Almost guaranteed at the current trajectory, however I still think that there's time to save it: even with the current $94 million (massive scope re-adjustment). Also in truth nobody, myself included, knows what's going on internally at CIG (part of the reason for this drama wave) - I could be very wrong either way.
- This has the graphics / production quality of a AAA game
- They need to redo the crytek engine in 64bit to be able to handle the necessary math (they made some vague-ish explanation)

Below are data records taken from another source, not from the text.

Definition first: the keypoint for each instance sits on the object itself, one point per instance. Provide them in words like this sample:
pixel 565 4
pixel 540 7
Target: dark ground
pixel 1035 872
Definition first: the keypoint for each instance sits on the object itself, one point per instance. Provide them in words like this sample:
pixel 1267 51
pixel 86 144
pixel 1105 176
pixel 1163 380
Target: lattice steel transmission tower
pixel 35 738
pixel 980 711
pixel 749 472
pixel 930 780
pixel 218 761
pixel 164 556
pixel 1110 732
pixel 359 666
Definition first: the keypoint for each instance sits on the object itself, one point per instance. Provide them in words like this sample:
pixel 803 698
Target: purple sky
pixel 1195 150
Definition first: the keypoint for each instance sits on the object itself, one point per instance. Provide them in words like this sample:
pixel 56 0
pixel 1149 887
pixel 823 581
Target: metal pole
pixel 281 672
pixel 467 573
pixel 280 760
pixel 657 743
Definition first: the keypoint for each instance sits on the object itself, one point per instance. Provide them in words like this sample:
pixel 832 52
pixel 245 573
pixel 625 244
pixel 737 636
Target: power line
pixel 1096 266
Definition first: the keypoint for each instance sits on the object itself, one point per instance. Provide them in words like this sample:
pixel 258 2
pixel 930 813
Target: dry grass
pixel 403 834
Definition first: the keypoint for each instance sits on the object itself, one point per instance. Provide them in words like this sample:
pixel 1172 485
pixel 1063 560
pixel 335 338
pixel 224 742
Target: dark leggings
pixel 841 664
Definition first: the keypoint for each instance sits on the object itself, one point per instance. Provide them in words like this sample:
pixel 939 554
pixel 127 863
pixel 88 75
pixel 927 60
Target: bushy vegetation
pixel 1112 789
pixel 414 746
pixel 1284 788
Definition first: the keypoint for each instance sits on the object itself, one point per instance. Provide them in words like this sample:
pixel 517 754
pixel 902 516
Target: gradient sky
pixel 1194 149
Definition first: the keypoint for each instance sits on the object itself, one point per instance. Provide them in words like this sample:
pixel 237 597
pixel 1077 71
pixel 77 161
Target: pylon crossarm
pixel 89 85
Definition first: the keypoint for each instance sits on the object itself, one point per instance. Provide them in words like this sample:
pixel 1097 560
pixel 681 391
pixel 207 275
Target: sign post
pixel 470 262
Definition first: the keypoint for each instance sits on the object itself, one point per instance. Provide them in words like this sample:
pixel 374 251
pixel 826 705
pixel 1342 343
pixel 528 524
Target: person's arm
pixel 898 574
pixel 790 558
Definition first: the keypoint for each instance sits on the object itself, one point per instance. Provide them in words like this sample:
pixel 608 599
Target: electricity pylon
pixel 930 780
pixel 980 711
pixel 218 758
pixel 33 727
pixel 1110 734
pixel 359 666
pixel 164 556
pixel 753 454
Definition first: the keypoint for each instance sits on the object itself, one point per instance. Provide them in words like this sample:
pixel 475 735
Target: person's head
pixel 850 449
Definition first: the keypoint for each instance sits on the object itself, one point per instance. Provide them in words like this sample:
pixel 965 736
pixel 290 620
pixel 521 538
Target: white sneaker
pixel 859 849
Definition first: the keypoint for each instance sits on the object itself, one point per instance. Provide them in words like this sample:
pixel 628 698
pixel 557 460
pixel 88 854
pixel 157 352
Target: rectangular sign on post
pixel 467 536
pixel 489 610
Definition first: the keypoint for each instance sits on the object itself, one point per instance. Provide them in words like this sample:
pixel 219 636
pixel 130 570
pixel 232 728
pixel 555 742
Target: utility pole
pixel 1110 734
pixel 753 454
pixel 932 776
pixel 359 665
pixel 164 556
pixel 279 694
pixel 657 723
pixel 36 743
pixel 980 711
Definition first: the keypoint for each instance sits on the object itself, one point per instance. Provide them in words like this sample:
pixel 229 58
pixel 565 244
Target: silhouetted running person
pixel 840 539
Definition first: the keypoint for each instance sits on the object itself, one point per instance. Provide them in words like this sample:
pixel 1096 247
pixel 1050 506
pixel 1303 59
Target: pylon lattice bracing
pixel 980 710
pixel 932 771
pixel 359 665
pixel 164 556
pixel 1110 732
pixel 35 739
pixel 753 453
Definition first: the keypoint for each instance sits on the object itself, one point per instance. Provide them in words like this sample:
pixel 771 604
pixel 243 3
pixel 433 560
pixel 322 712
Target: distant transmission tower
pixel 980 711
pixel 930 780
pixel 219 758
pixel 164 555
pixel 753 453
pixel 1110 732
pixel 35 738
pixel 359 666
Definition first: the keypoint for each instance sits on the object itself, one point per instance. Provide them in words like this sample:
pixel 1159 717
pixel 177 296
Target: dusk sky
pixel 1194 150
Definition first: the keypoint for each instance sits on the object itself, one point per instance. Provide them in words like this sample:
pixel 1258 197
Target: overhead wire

- The game is 3 years in. With a more or less fresh engine. GTA5 took much longer to build AND they had the GTA4 engine as a starting point. So yeah, this project is not minor.
Criticisms:
- Seriously, they could have focused on features in the progression of: A space sim game at least on par-ish with similar games. Then afterwards get the "walking around a hangar" working. Then afterwards get the FPS mode working. Then afterwards get the "landing on a planet" working. It's all cool but stretching resources thin makes the features come in slow and the game not fun.
- Also they need to make the game approachable on non $500 graphics cards with $200 joysticks. Then again if you spent $2500 on a ship, I doubt you care.
I got an HOTAS for Elite Dangerous. <satire>Let me say that it wasn't at all a wasted purchase for SC because I never intended it for that game - the support is currently terrible.</satire> You are wasting your time if you are playing with anything but a mouse and keyboard. I unplugged the joystick after little more than 30min. In addition, "2.0" has mouse-driven UIs in the ship, driving further nails into the idea of competent joystick control[1].
Don't feel bad about not having a joystick/HOTAS - they are second-class citizens in SC. This is not a bad thing, the HOTAS definitely gives me an unfair advantage in ED.
> Seriously, they could have focused on features in the progression
If they had used an iterative approach we probably would have had an actual game at this point. I firmly believe it's not too late to switch strategies to something similar to what you suggested. The other issue with the "module" approach is that there is no guarantee that the modules will work well together when they are combined - in whatever terms are appropriate (fun, stability, feasibility, etc.).
[1]: https://player.vimeo.com/video/144917841
... what?
The control of a joystick with the accuracy of a mouse, with the command possibilities of a keyboard ( due to voice).
Funny thing is that I know of at least one guy they fired for telling them they'd need $100m to release a product anything like Roberts vision. I hope they send him an apology.